Her rhetoric captured both the best of being a storyteller telling a tale about people and the role of being a leader calling a nation to rise up and act at a moment of great historical importance.
Her parents’ words to her were a refrain at the outset: “Run Kamala, run. Don’t be afraid. Don’t let anything stop you.” “Never complain about injustice. Do something about it.” “Never do anything half-assed.”
Then she laid out principles, the laws that personally guided this committed prosecutor. “A harm against any one of us is a harm against all of us.” Her commitment to “hold sacred America’s fundamental principles… from the rule of law… to the peaceful transfer of power.” “The future is always worth fighting for.”
She set the historical stakes: “This election… is one of the most important in the life of our nation.” She described Trump’s crimes like a prosecutor laying out an indictment, detailing in many of them his “explicit intent” to do harm. Her description of Trump’s intentions to strip women of more of their fundamental rights, to appoint a board to monitor state by state miscarriages and abortions, was concluded with an emphatic and unforgettable: “Simply put, they are out of their minds.”
Listening, one could not help be struck by the very real possibility that after dodging prosecutors for many of his crimes for much of his life or playing the game of running out the clock against Merrick Garland’s Department of Justice, Trump had finally met the prosecutor who would bring him down, who would signal that now his time was up.
She skillfully made the case that Trump was wholly unfit to serve as president, to be our commander-in-chief. And then she made it crystal-clear that she was ready for both roles by describing the role she had played on the most important domestic and foreign policy issues of our time. Indeed, so forceful, specific and compelling was the case she made on national security issues—building on presentations earlier in the night by former Secretary of Defense Leon Panetta, Sen. Mark Kelly, and Rep. Adam Kinzinger—that perhaps national security and foreign policy were the surprise guests for the evening.
And then, as all greatstory tellers do, she brought us back home, back to the beginning of the story, back to her mother and the values with which she was imbued as a child:
Our opponents in this race are out there, every day, denigrating America. Talking about how terrible everything is. Well, my mother had another lesson she used to teach. Never let anyone tell you who you are. You show them who you are.
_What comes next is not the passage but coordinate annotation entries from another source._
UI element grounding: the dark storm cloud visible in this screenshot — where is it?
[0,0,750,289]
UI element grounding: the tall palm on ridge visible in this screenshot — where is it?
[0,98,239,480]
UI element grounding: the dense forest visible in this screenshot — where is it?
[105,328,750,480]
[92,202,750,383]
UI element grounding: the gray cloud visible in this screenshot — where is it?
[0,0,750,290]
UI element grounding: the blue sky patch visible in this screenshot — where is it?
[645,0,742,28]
America, let us show each other—and the world—who we are. And what we stand for. Freedom. Opportunity. Compassion. Dignity. Fairness. And endless possibilities.
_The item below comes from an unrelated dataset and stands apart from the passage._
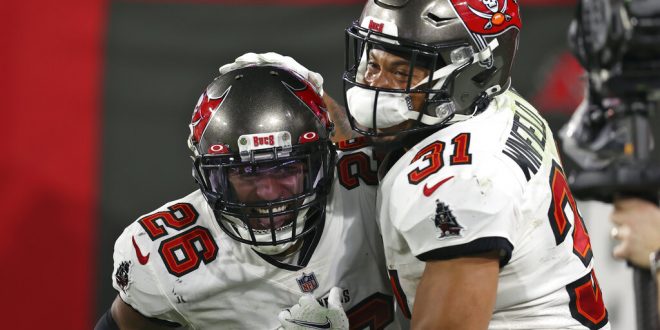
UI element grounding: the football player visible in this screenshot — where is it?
[97,65,398,329]
[343,0,609,329]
We are the heirs to the greatest democracy in the history of the world. And on behalf of our children and grandchildren, and all those who sacrificed so dearly for our freedom and liberty, we must be worthy of this moment. It is now our turn to do what generations before us have done. Guided by optimism and faith, to fight for this country we love.
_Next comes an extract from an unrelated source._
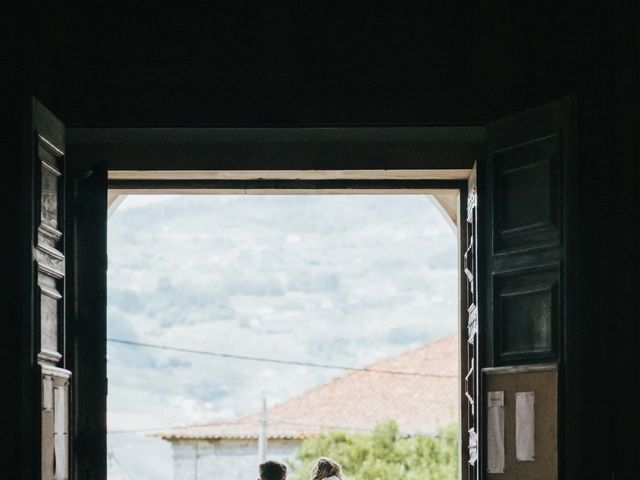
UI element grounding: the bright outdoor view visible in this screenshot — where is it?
[108,195,458,480]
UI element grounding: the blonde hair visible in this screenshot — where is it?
[311,457,344,480]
To fight for the ideals we cherish.
And to uphold the awesome responsibility that comes with the greatest privilege on Earth. The privilege and pride of being an American.
So, let’s get out there and let’s fight for it.
Let’s get out there and let’s vote for it.
And together, let us write the next great chapter in the most extraordinary story ever told.
She took us from the intimate to the soaring, from facts we needed to the call to action the moment demanded. And in so doing, she provided the best and only possible ending for an extraordinary convention, its greatest speech, and more than that the impetus to begin the hard but essential work of actually winning the election.